What's the case called?

Marvin M. Brandt Revocable Trust et al. (The Petitioner), v. United States (The Respondent).

 

Where can I get the legal particulars?

www.scotusblog.com keeps a great record with all the nuts and bolts on each case the Supreme Court hears: www.scotusblog.com/case-files/cases/marvin-m-brandt-irrevocable-trust-v-united-states/
The docket number for the case is 12-1173.

 

What's the case about?

The case is about whether public access will be allowed along a corridor of federally-owned land that was once granted by the United States to a railroad company, and that now passes across private property.

The corridor in this case passes through a parcel of land surrounded by Medicine Bow National Forest in Wyoming that the U.S. Forest Service patented to the Brandt family in 1976. Crossing near the boundary of that parcel is a 200-foot wide corridor of federally-owned land that had been granted to the Laramie, Hahn's Peak and Pacific Railway company in 1908, for the purpose of constructing a railroad.
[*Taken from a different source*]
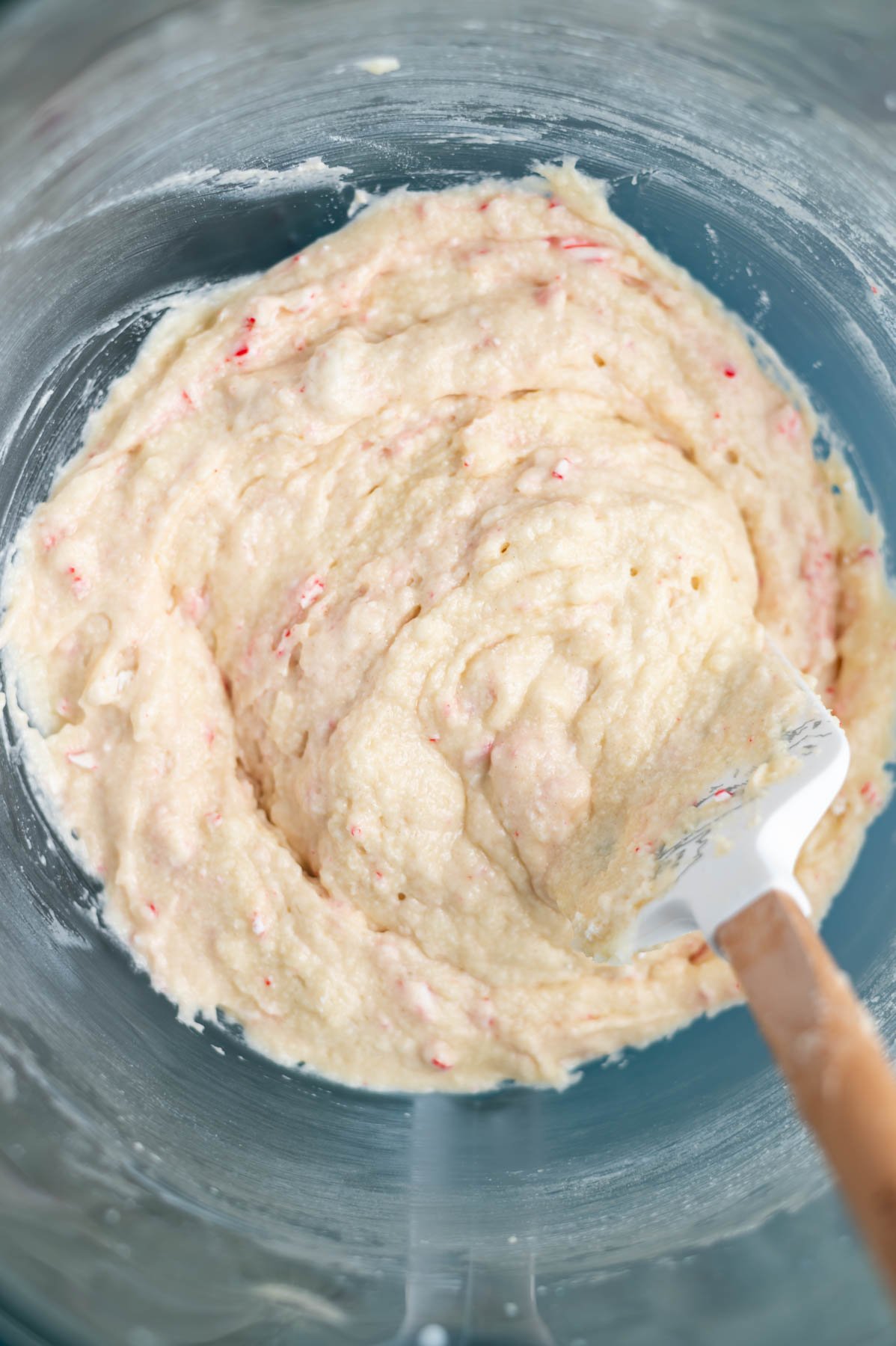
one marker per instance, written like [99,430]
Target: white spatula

These rights-of-way were granted by the federal government to railroad companies in the 19th and early 20th centuries, to encourage the expansion of the nation's railroad systems. The federal government saw the enormous benefit of these rights of way to the American people as a whole, and wanted to ensure these vital, publicly financed transportation corridors remained public assets and served the interests of the nation. Congress accomplished this by requiring that these corridors remain the property of the American people should the railroad ever abandon or forfeit them.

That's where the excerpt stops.